Twenty-one males dying after recent myocardial infarction with permanent occlusion of the infarct-related artery were selected at autopsy. Apoptosis was assessed at viable myocardial regions remote from infarction by co-staining for in situ end-labeling of DNA fragmentation and cleaved caspase-3. Expression of pro-apoptotic factor bax and hypoxia-induced factor-1alpha was evaluated by immunohistochemistry.
Subjects with multivessel disease (N=11) showed a significantly two-fold higher myocardial apoptosis in comparison to subjects with single vessel disease (N=10) (0.9% vs. 0.5%, p=0.013). Similarly, myocardial bax expression was increased in patients with multivessel disease (3.0% vs. 1.4%, p=0.029). Stratification for the number of diseased coronary vessels confirmed the association between extent of coronary disease and apoptotic rates (p=0.022). Even in subjects dying over 30 days after infarction multivessel disease remained predictive of enhanced myocardiocyte apoptosis at remote regions (p=0.033).
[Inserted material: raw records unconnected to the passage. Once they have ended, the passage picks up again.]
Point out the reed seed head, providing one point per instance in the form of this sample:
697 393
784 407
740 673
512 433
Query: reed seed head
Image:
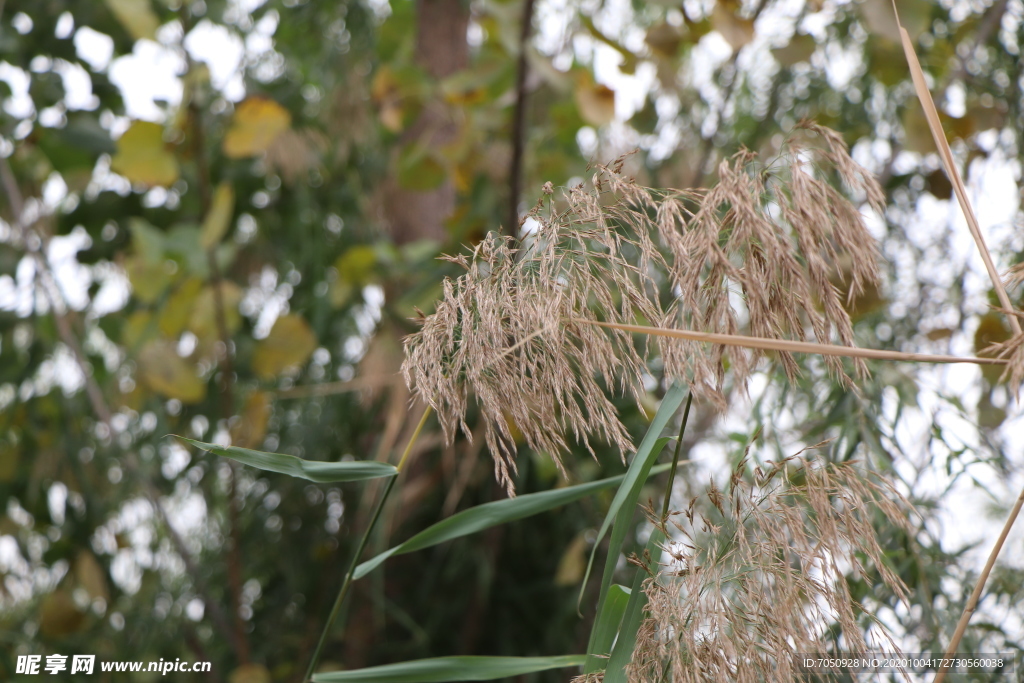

Post-infarction myocardial apoptosis and bax expression in remote left ventricular regions are significantly increased in male patients with multivessel coronary disease in comparison to those with isolated infarct-related artery occlusion. These findings suggest that apoptotic cell loss in the viable non-infarcted myocardium, possibly due ongoing ischemia, may play a relevant role in the unfavorable clinical course typical of multivessel disease after myocardial infarction.